To sum up, we developed and validated herein a quantification assay by LC-MS/MS for simultaneously detecting the abundance of seven CYP enzymes in rat liver microsomes. The isotope-labeled peptide corresponding to the surrogate peptide was used as the internal standard to improve the quantitative accuracy. Finally, this method was successfully applied to detect the expression of CYP enzymes in rat liver microsomes, and a correlation analysis was carried out between the measured abundance of CYPs and their activity detected by the probe substrate method.

2 Material and methods

2.1 Chemicals and reagents

The male Sprague Dawley rat liver microsomes (Protein content, 20 mg/ml) were obtained from IPhase Pharma Services (Beijing, China), Corning Gentest (Corning, American), PrimeTox (Wuhan, China) and Meilunbio (Dalian, China). Recombinant Trypsin (Porcine pancreas) was provided by Yuanye (Shanghai, China). Bupropion and glibenclamide were purchased from National Institutes for Food and Drug Control (Beijing, China).

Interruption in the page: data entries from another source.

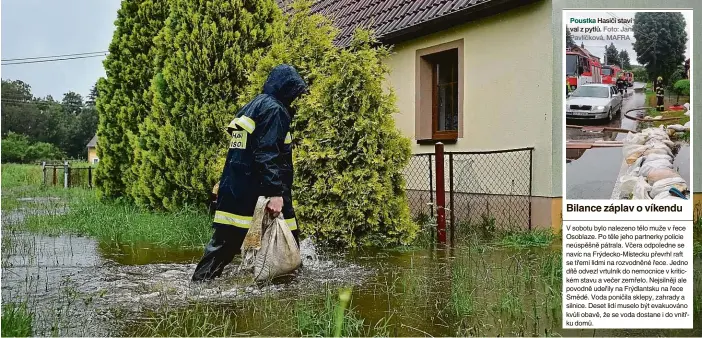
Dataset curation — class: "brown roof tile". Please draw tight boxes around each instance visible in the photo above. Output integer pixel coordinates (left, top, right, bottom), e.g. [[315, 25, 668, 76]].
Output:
[[277, 0, 532, 46]]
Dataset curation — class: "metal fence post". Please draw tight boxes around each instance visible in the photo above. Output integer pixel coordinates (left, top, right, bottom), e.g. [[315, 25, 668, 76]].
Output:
[[449, 153, 456, 246], [427, 154, 434, 217], [529, 149, 534, 231], [435, 142, 446, 244], [63, 161, 68, 189]]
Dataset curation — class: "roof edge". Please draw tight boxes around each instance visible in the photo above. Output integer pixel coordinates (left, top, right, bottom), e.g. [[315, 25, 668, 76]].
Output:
[[378, 0, 543, 44]]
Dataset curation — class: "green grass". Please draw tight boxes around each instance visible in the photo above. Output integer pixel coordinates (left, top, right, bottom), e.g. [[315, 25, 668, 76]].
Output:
[[2, 303, 34, 337], [134, 304, 241, 337], [26, 188, 212, 246], [295, 289, 366, 337], [2, 164, 212, 247], [499, 230, 555, 248]]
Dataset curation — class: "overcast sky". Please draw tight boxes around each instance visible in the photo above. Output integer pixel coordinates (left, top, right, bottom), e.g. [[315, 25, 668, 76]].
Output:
[[566, 10, 692, 64], [0, 0, 120, 100]]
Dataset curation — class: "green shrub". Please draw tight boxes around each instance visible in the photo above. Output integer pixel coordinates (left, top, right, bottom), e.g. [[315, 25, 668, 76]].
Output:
[[2, 303, 34, 337], [673, 80, 690, 96], [294, 31, 418, 246], [95, 0, 169, 197], [241, 1, 418, 246], [128, 0, 280, 210]]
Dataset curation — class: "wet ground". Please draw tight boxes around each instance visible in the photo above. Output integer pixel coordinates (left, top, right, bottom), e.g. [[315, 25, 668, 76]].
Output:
[[565, 82, 690, 199], [2, 198, 702, 336], [566, 82, 646, 141]]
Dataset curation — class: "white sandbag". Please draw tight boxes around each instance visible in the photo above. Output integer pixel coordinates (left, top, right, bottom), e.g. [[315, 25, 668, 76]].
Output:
[[626, 156, 646, 177], [624, 132, 647, 145], [646, 168, 680, 184], [634, 176, 651, 200], [622, 144, 651, 165], [645, 138, 675, 149], [653, 191, 683, 201], [241, 197, 302, 282], [668, 124, 690, 132], [639, 160, 673, 177], [619, 175, 638, 199], [643, 142, 673, 156], [641, 154, 673, 163], [641, 126, 667, 139], [651, 176, 687, 196]]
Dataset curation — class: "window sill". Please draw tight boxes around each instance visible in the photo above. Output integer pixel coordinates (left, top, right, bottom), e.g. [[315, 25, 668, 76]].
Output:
[[417, 138, 458, 145]]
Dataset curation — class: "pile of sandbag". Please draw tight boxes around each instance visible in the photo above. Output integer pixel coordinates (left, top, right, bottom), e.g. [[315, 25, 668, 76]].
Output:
[[619, 126, 688, 200]]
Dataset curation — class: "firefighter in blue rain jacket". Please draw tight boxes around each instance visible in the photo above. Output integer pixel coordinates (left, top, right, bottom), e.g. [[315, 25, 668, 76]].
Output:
[[192, 65, 307, 281]]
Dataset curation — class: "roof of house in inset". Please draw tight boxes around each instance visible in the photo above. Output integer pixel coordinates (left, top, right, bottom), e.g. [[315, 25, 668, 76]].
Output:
[[277, 0, 539, 46], [86, 134, 97, 148]]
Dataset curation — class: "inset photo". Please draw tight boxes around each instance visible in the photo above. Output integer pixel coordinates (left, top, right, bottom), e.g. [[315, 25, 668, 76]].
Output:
[[562, 9, 693, 200]]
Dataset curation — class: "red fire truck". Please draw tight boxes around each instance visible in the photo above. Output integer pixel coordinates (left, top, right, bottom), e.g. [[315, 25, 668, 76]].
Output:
[[624, 72, 634, 87], [602, 65, 622, 86], [565, 46, 602, 92]]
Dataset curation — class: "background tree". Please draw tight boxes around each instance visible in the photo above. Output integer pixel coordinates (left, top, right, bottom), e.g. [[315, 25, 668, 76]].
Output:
[[95, 0, 169, 201], [631, 65, 649, 82], [566, 26, 578, 48], [633, 12, 687, 84], [605, 43, 621, 67], [2, 80, 97, 161], [619, 50, 631, 70], [130, 0, 280, 210]]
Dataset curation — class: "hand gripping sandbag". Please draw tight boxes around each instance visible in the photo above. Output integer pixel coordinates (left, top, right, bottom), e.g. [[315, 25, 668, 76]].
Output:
[[241, 197, 302, 282]]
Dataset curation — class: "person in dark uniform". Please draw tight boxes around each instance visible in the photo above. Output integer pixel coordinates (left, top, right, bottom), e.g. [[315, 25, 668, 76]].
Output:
[[653, 76, 663, 92], [192, 65, 308, 282], [656, 86, 665, 111], [617, 74, 626, 95]]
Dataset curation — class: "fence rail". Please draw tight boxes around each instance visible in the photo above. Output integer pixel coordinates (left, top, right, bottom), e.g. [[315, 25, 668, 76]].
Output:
[[404, 146, 534, 242], [41, 162, 95, 188]]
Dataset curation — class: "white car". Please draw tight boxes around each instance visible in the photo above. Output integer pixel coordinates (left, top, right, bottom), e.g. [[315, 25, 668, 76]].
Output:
[[566, 83, 624, 121]]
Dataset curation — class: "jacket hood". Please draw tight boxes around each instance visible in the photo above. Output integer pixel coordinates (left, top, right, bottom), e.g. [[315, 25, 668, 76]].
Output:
[[263, 64, 307, 108]]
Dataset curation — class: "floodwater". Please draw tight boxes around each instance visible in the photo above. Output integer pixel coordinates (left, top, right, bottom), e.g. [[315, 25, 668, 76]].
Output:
[[2, 202, 702, 336], [565, 82, 690, 199]]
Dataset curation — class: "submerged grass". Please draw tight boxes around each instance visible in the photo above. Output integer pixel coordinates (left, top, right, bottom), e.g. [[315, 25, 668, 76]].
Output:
[[2, 303, 34, 337], [2, 164, 212, 246], [133, 303, 244, 337], [26, 194, 211, 246], [499, 230, 556, 248]]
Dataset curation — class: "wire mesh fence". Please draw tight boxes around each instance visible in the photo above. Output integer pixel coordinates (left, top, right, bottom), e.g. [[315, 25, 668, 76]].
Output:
[[404, 148, 533, 238], [42, 162, 95, 188]]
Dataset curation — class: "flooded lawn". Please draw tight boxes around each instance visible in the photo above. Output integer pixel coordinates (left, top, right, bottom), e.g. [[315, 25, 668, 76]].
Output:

Phenacetin, acetaminophen, tolbutamide, 4-Hydroxy-tolbutamide, dextromethorphan, dextrorphan chlorzoxazone and 6-Hydroxy-chlorzoxazone were purchased from Sigma-Aldrich Inc (United States). Hydroxy-bupropion, phenytoin, 4-Hydroxymephenytoin, testosterone and 6β-Hydroxy-testosterone were purchased from Zzstandard (Shanghai, China). Ammonium bicarbonate (NH4HCO3), trifluoroacetic acid (TFA), and formic acid (FA) were purchased from Macklin (Shanghai, China). HPLC-MS grade acetonitrile (ACN) and iodoacetamide (IAA) were purchased from Merck (Darmstadt, Germany). Dithiothreitol (DTT) was provided by Thermo Fisher Scientific (Waltham, United States). Dimethyl sulfoxide (DMSO) was provided by MP Biomedicals (France). Acetic Acid (ACE) was from Guangzhou chemical reagent (Guangzhou, China). Deionized water was generated using the Milli-Q Direct 8 water system (Germany). Surrogate peptides and their stable isotope-labeled internal standards (Table 1) were synthesized by Bankpeptid (Hefei, China). All peptide purity was superior to 95.0% and the concentration/net peptide was determined by amino acid analysis. Standards were weighed using a balance of one ten thousandths from METTLER TOLEDO (Switzerland).

TABLE 1

Overview of surrogate peptides and their respective ions and mass transitions used for CYP enzyme quantification ( isotope-labeled amino acid).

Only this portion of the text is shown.